Fingrid currently has a total of around 600 kilometres of new transmission lines in the general planning stage. The projects will proceed to the construction stage within the next few years. Finland’s electricity consumption is concentrated in the south, where electricity production is insufficient with regard to consumption. In future, increasing amounts of electricity will be produced in northern Finland and northern Sweden, and this electricity must be transmitted to the south for use by industry and consumers. This requires strong transmission connections between the north and the south. 

  • Planning of the transmission line between Oulu and Petäjävesi, named ‘Forest Line’, has begun. This is a 310-kilometres long 400-kilovolt transmission line. Construction of the ‘Forest Line’ will start in autumn of 2019, and it is expected to be completed by the end of 2022. 
  • The grid reinforcing measures in North Karelia are in the general planning stage. The three-stage project will provide a total of 112 kilometres of transmission lines. A new substation will be built in Pamilo, and the Kontiolahti and Uimaharju substations will be updated. The project is due for completion in 2022.

  • The grid around the Oulujoki river, built in the 1950s, is under modernisation. The grid upgrade will start with the modernisation of two substations and the expansion of one substation, and with the construction of new transmission lines between Pyhänselkä and Nuojuakangas. The local electricity production mainly consists of hydropower, while also new wind power projects are being planned in addition to the existing wind power production. The first stage, to be completed in 2020–2022, will include the construction of the transmission line section between the Pyhänselkä substation, in Muhos, and the Nuojua substation, in Vaala. The Pyhänselkä substation will be expanded, and the Nuojua and Utanen substations will be modernised. A new, around 45-kilometre-long transmission line will be built between Pyhänselkä and Nuojua. 

  • The first substation of the main grid, in Imatra, is an important component of the grid in South Karelia. The substation serves the local hydropower plants and industries, and is the starting point of a cross-border transmission connection to Russia. The modernisation of the Imatra substation, originally built in 1929, will be completed in 2020. 

  • The planning of Fingrid’s first digital substation pilot project, at the Pernoonkoski substation, close to Kotka, has been started. The aim is to create a digitalised substation that is compact, safe, environmentally sustainable, remote controlled and provides cost effectiveness both in terms of capex and operational costs.

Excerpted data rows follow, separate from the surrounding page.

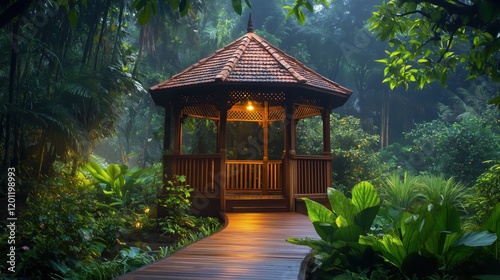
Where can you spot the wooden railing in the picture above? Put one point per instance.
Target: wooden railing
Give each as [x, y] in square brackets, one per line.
[314, 174]
[249, 175]
[201, 171]
[203, 174]
[275, 175]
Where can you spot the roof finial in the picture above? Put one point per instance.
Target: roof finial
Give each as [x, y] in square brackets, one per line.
[250, 24]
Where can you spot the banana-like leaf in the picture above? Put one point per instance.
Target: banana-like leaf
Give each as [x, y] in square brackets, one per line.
[318, 212]
[365, 196]
[492, 223]
[325, 230]
[391, 247]
[113, 171]
[365, 218]
[342, 206]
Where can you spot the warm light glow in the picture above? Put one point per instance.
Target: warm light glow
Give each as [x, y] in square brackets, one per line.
[250, 106]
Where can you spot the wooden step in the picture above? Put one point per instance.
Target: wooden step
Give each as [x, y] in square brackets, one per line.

  • In order to secure the Helsinki region’s electricity supply, the City of Helsinki, the region’s distribution network company Helen Sähköverkko and Fingrid are jointly planning an infrastructure project to serve the Helsinki region’s electricity supply and facilitate land use. Fingrid is preparing to build a new 400-kilovolt cable link from Länsisalmi to Viikinmäki, with plans to have it up and running as soon as the mid 2020s.

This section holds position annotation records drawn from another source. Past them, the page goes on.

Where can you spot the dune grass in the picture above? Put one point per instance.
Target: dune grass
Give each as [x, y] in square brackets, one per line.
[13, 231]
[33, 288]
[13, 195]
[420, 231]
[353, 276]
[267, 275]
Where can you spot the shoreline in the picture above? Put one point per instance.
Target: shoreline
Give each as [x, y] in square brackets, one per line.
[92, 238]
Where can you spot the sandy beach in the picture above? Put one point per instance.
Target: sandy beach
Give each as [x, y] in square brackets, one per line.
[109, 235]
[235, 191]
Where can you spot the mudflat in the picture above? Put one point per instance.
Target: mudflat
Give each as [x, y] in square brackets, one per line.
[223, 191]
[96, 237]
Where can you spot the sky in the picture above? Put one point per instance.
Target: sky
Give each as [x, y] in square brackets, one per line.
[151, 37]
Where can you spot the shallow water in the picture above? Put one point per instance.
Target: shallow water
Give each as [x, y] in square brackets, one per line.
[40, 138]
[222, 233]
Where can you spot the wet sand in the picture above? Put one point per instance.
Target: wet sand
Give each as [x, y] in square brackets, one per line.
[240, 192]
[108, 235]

One of Fingrid’s long-term goals is to improve the safety culture at work sites and in this way achieve its zero accident objective. In 2018, Fingrid’s own personnel had no workplace accidents resulting in absence from work (2). A total of 4 (9) lost-time accidents were recorded among Fingrid’s service providers. None of the lost-time accidents resulted in an absence of more than 30 days. The suppliers’ and Fingrid’s combined accident frequency rate decreased significantly from the previous year, to 3.2 (8.5).